The Northern Pacific Railroad's Stampede Pass first connected Auburn to Cle Elum in 1888. In 1983, the Burlington Northern Railroad (successor to the Northern Pacific) ended service over the line to save money, but did not abandon the right of way. The Burlington Northern sold 350 miles of Eastern Washington trackage to the Washington Central Railroad.
The City of Tacoma opposed efforts to make the line into a hiking trail because the line transited its watershed. In 1991, the Washington State Legislature approved $5.2 million to buy the tunnel and tracks, but the Burlington Northern declined to sell.
The increased use of containerized freight and Seattle and Tacoma's greater importance in time-sensitive trans-Pacific shipping made reopening the line feasible. Stevens Pass handled up to 25 trains a day and increased traffic on that line created environmental problems. The Burlington Northern Santa Fe (successor to the Burlington Northern) merged with the Washington Central, and refurbished the tunnel with greater height, new snow sheds, and improved communications facilities.
The City of Auburn, King County, and citizen groups protested the reopening because the line cut through Auburn with grade-level crossings. Vehicular traffic had to stop to wait for long trains to pass, creating delays for motorists and problems for emergency vehicles. Some motorists waited as long as 35 minutes for trains to pass.
In addition, the railroad proposed to reopen an intermodal yard in Auburn where containers would be transferred to trucks, adding up to 3,000 truck trips a day to Auburn streets. By law, the railroad was required to pay no more than 5 percent of costs for improvements to mitigate traffic problems and did not have to comply with local environmental ordinances.
The cities of Auburn, Kent, and Yakima sued the railroad, citing, among other things, that rail traffic would impair the city's ability to comply with air pollution regulations. In 1999, the U.S. Supreme Court refused to hear the matter, leaving the cities with a lower court decision that the cities could not exercise authority over the interstate carrier.

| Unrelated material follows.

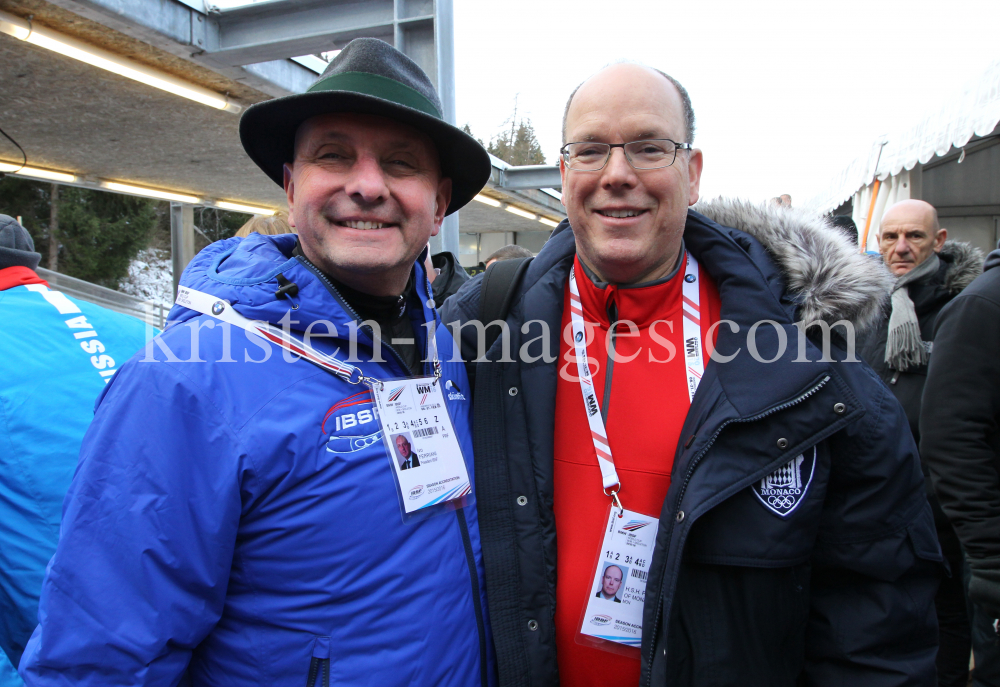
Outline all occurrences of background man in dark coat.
[861,200,982,687]
[920,245,1000,687]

"BN To Keep Stampede Pass Line," Seattle Post-Intelligencer, December 19, 1991, p. B-6; Rod Tucker, "New Life for Stampede Pass Train?" The News Tribune (Tacoma), July 19, 1995, p. D-1; Patti Epler, "Discontent Marks Reopened King County Train Line," Ibid., February 7, 1997, p. B-3; "High Court Won't Take Auburn's Train Case," Ibid., June 22, 1999, p. A-1; "Trains Begin to Run Over Stampede Pass Line," The Seattle Times, December 5, 1996, p. B-2.